< Hooglied 1 >
1 Het Hooglied, hetwelk van Salomo is.
The song of songs, which [is] Solomon’s.
2 Hij kusse mij met de kussen Zijns monds; want Uw uitnemende liefde is beter dan wijn.
Let him kiss me with the kisses of his mouth: for thy love [is] better than wine.

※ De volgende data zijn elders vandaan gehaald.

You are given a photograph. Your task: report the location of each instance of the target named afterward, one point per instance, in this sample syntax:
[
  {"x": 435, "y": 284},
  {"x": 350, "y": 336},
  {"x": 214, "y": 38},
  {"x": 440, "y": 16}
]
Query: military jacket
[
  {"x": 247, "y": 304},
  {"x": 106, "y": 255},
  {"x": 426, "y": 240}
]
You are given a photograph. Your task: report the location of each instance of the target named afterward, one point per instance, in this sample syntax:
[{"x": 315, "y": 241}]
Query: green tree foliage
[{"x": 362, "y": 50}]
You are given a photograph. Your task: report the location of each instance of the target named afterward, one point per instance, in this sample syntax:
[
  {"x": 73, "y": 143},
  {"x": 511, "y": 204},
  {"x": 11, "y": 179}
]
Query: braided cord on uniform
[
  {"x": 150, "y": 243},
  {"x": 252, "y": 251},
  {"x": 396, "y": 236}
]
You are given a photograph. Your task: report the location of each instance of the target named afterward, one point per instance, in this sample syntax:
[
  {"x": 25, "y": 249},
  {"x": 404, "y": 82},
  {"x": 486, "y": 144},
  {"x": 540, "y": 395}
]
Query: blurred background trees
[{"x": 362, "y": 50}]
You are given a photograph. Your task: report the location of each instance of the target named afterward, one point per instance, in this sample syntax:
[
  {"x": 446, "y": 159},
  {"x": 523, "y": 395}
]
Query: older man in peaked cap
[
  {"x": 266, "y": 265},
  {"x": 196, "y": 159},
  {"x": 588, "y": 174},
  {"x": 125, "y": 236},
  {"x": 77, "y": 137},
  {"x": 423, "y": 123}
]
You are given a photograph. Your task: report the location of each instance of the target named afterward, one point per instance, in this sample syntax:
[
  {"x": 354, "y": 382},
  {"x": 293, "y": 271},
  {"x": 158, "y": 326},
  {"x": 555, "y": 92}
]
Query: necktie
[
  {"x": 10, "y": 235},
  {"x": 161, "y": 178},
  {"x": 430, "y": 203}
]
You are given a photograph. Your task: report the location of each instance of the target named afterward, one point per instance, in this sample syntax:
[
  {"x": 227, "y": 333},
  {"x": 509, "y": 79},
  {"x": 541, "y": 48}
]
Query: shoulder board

3 Uw olien zijn goed tot reuk, Uw naam is een olie, die uitgestort wordt; daarom hebben U de maagden lief.
Because of the savour of thy good ointments thy name [is as] ointment poured forth, therefore do the virgins love thee.
4 Trek mij, wij zullen U nalopen! De Koning heeft mij gebracht in Zijn binnenkameren; wij zullen ons verheugen en in U verblijden; wij zullen Uw uitnemende liefde vermelden, meer dan den wijn; de oprechten hebben U lief.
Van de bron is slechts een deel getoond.